Pada gilirannya seorang filosof pengikut protestan berkebangsaan Jerman Schleiermacher dinilai sebagai orang yang bertanggung jawab membawa Hermeneutika dari ruang biblical studies ke ruang lingkup filsafat, sehingga ia kemudian dianggap sebagai “pemrakarsa Hermeneutika modern”. Menurutnya apa saja yang berbentuk teks dapat menjadi objek Hermeneutika, dan tidak terbatas hanya pada teks kitab suci. Selanjutnya Hermeneutika dikembangkan oleh Wilhelm Dilthey sendiri yang menggagas hermeneurika sebagsi landasan ilmu-ilmu kemanusiaan, lalu Hans-Georg Gadamer yang mengembangkannya menjadi metode filsafat, dan dilanjutkan oleh para filosof kontemporer seperti Paul Ricoeur, Jurgen Habermas, Jacques Derrida, Michel Foucault, Lyotard, Jean Baudrillard, dan yang lain.
Sementara dalam filsafat kuno sebetulnya telah terlihat tradisi mencari hal-ihwal yang dapat dianggap sebagai Hermeneutika dalam teks-teks klasik seperti De Interpretation Aristoteles, yang sering diterjemahkan dalam bahasa Jerman dengan “Hermeneutika Aristoteles”. Orang Yunani menggunakan kata “ermenia” untuk mendeskripsikan apa yang sekarang kita sebut sebagai penerjemahan, atau lebih tepat diartikan sebagai penafsiran.
Sementara ketika bahasa tulis (teks) muncul, Aristotels menegaskan bahwa “tanda-tanda tertulis itu hanyalah simbol bagi ucapan lisan”, sebagaimana penegasan Plato tentang hal ini, bahwa “wacana tertulis, yang paling baik sekalipun, tetap saja berfungsi sebagai re-memorasi”. Di sini, keduanya sepakat untuk mengembalikan media tertulis ke kata yang terucap, sedangkan kata terucap ini adalah simbol bagi kata batin (inner word)

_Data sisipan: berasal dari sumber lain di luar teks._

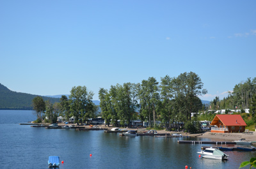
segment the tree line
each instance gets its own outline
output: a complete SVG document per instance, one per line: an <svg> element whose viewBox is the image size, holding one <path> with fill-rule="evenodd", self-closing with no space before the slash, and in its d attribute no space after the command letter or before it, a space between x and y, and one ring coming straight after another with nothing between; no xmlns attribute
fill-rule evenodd
<svg viewBox="0 0 256 169"><path fill-rule="evenodd" d="M66 121L74 116L78 124L100 115L108 124L131 126L132 120L140 119L150 127L156 128L160 121L169 128L177 122L191 121L191 114L202 109L198 96L207 92L203 85L198 75L185 72L177 77L166 75L160 82L149 77L141 83L116 84L109 90L100 88L100 114L92 101L94 94L85 86L73 87L69 98L62 96L60 102L52 104L38 96L33 105L38 119L47 116L51 122L58 115Z"/></svg>
<svg viewBox="0 0 256 169"><path fill-rule="evenodd" d="M176 122L191 121L191 114L202 108L199 96L207 92L204 84L193 72L177 77L166 75L161 82L154 77L141 83L125 83L100 88L100 107L107 124L131 125L132 120L148 122L156 128L159 121L166 128Z"/></svg>
<svg viewBox="0 0 256 169"><path fill-rule="evenodd" d="M252 114L255 112L254 108L256 101L256 78L248 78L245 82L236 84L232 92L229 92L228 96L220 100L216 97L211 102L212 110L241 110L250 109ZM228 112L228 111L227 111Z"/></svg>
<svg viewBox="0 0 256 169"><path fill-rule="evenodd" d="M86 86L73 87L69 98L63 95L60 102L52 103L44 101L40 96L35 98L33 102L33 109L37 117L37 122L42 119L55 123L58 116L63 116L65 120L74 116L75 122L85 122L88 118L94 117L99 114L99 106L92 102L93 93L88 91ZM45 117L47 117L47 119Z"/></svg>

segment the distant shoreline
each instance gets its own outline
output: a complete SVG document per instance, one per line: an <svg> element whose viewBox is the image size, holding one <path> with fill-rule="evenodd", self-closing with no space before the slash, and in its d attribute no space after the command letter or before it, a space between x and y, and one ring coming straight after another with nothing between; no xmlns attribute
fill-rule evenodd
<svg viewBox="0 0 256 169"><path fill-rule="evenodd" d="M60 126L64 125L70 125L71 124L65 124L64 123L60 123ZM93 125L98 126L100 128L107 128L108 129L111 129L114 127L108 127L107 125L105 126L104 124L102 125ZM89 126L84 126L86 128L90 128ZM144 131L147 131L146 128L126 128L127 130L136 130L138 133L143 133ZM252 135L246 135L243 133L211 133L211 131L206 131L202 133L186 133L183 131L175 132L175 131L168 131L164 129L163 130L157 130L159 133L170 133L170 135L174 133L180 133L183 136L188 136L190 137L196 137L196 138L211 138L214 141L235 141L239 140L241 138L245 138L246 141L255 142L256 141L256 132L252 131Z"/></svg>

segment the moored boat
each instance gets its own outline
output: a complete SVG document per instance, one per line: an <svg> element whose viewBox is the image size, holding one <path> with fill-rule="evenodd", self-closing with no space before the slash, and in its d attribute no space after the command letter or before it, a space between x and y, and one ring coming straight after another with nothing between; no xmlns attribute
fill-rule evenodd
<svg viewBox="0 0 256 169"><path fill-rule="evenodd" d="M137 132L135 130L129 130L127 132L124 133L125 136L137 136Z"/></svg>
<svg viewBox="0 0 256 169"><path fill-rule="evenodd" d="M65 125L61 127L63 129L70 129L70 128L68 125Z"/></svg>
<svg viewBox="0 0 256 169"><path fill-rule="evenodd" d="M49 156L48 159L49 168L56 168L60 166L59 156Z"/></svg>
<svg viewBox="0 0 256 169"><path fill-rule="evenodd" d="M251 146L250 148L249 147L237 147L236 148L237 151L255 151L255 147L254 147L253 146Z"/></svg>
<svg viewBox="0 0 256 169"><path fill-rule="evenodd" d="M252 142L245 141L244 138L241 138L239 140L234 141L237 144L252 145Z"/></svg>
<svg viewBox="0 0 256 169"><path fill-rule="evenodd" d="M111 131L118 131L119 128L111 128Z"/></svg>
<svg viewBox="0 0 256 169"><path fill-rule="evenodd" d="M218 147L220 151L233 151L234 147Z"/></svg>
<svg viewBox="0 0 256 169"><path fill-rule="evenodd" d="M206 148L197 153L203 154L202 158L214 159L227 159L228 155L225 154L220 150L214 148Z"/></svg>

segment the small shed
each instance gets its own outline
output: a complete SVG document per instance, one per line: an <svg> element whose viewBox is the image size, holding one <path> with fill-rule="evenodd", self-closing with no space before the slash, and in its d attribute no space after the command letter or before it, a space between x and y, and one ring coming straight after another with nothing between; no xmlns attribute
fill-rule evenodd
<svg viewBox="0 0 256 169"><path fill-rule="evenodd" d="M212 133L243 133L247 126L239 114L217 114L211 125Z"/></svg>

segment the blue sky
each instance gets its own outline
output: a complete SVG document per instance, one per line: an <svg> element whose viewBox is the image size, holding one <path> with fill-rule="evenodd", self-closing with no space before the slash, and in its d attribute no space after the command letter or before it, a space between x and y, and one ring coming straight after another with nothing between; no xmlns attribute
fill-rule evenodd
<svg viewBox="0 0 256 169"><path fill-rule="evenodd" d="M211 101L256 77L256 1L1 1L0 83L33 94L193 71Z"/></svg>

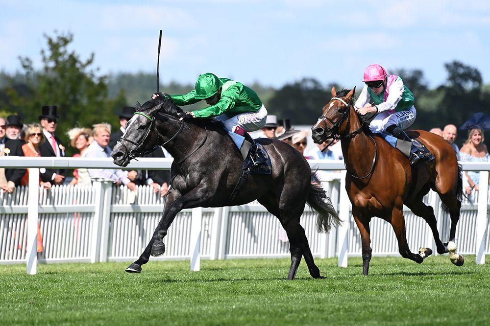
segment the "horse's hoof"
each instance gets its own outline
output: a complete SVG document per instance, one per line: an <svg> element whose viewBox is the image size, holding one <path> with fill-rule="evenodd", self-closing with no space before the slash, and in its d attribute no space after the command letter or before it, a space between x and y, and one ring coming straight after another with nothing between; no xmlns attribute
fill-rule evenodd
<svg viewBox="0 0 490 326"><path fill-rule="evenodd" d="M451 258L449 257L449 259L451 259L451 262L454 264L458 267L461 267L463 266L463 264L465 263L465 258L463 257L459 254L457 254L455 256L457 256L456 257Z"/></svg>
<svg viewBox="0 0 490 326"><path fill-rule="evenodd" d="M165 244L162 241L156 241L153 243L151 247L151 256L158 257L163 255L165 252Z"/></svg>
<svg viewBox="0 0 490 326"><path fill-rule="evenodd" d="M419 255L422 258L425 259L430 255L432 255L432 250L430 248L424 248L422 247L418 250L418 255Z"/></svg>
<svg viewBox="0 0 490 326"><path fill-rule="evenodd" d="M141 273L141 266L138 264L133 263L124 270L128 273Z"/></svg>

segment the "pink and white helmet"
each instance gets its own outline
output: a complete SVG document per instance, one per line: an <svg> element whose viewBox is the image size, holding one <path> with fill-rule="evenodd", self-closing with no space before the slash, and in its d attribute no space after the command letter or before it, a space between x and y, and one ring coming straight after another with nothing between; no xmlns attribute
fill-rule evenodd
<svg viewBox="0 0 490 326"><path fill-rule="evenodd" d="M364 70L364 79L363 82L384 80L388 75L385 69L379 65L369 65Z"/></svg>

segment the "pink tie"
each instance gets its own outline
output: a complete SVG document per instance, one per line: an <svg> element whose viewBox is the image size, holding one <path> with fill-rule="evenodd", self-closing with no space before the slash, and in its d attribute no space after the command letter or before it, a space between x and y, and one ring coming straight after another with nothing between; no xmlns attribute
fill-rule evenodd
<svg viewBox="0 0 490 326"><path fill-rule="evenodd" d="M51 145L53 146L53 150L54 151L54 155L58 156L56 153L56 141L54 140L54 136L52 135L51 135Z"/></svg>

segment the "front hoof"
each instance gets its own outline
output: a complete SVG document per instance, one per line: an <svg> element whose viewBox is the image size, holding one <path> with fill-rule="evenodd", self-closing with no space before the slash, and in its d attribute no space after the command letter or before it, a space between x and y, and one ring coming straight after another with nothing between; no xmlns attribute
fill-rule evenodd
<svg viewBox="0 0 490 326"><path fill-rule="evenodd" d="M124 270L128 273L141 273L141 266L138 264L133 263Z"/></svg>
<svg viewBox="0 0 490 326"><path fill-rule="evenodd" d="M451 262L458 267L461 267L465 263L465 258L459 254L457 254L457 257L456 258L451 258L450 257L449 258L451 259Z"/></svg>
<svg viewBox="0 0 490 326"><path fill-rule="evenodd" d="M424 248L422 247L418 250L418 255L423 259L425 259L432 255L432 250L430 248Z"/></svg>
<svg viewBox="0 0 490 326"><path fill-rule="evenodd" d="M160 241L155 240L151 247L151 256L158 257L165 252L165 244Z"/></svg>

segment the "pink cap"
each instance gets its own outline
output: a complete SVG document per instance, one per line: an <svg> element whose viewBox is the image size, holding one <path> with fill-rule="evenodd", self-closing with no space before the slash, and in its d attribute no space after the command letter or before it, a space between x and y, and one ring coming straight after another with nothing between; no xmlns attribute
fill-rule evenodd
<svg viewBox="0 0 490 326"><path fill-rule="evenodd" d="M369 65L364 70L364 79L363 81L365 83L368 81L384 80L388 75L385 69L379 65Z"/></svg>

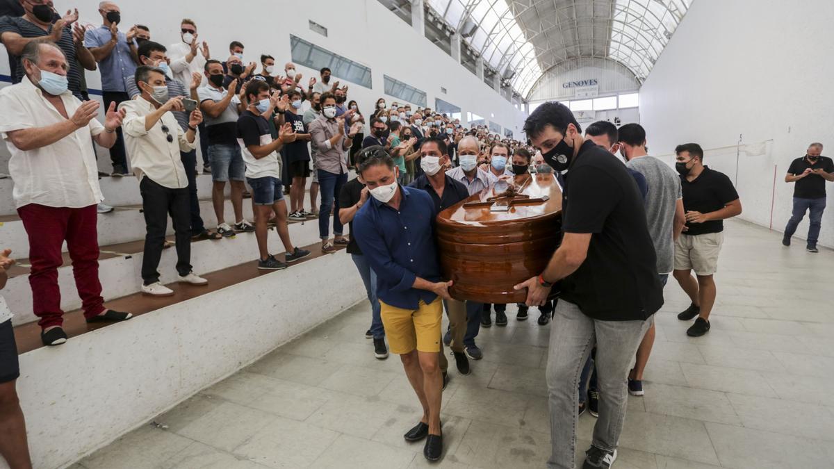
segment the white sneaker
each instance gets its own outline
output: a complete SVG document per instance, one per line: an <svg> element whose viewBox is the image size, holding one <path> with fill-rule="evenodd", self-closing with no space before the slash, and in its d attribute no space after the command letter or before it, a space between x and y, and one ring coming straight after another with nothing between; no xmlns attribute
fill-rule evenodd
<svg viewBox="0 0 834 469"><path fill-rule="evenodd" d="M159 282L155 282L151 285L143 285L142 293L151 296L171 296L173 295L173 290Z"/></svg>
<svg viewBox="0 0 834 469"><path fill-rule="evenodd" d="M177 280L183 283L191 285L208 285L208 280L198 276L193 272L188 272L188 275L184 277L183 275L177 275Z"/></svg>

Dari tiga horizon ini, Aristoteles mengasumsikan bahwa tidak ada yang benar-benar hilang dalan rangkaian transmisinya. Artinya, kata tertulis tanda yang dengan persis mewakili kata batin. Sementara Plato menekankan perbedaan antara horizon-horison itu, menurutnya tidak ada jaminan bahwa kata tertulis akan dapat dipahami dengan tepat.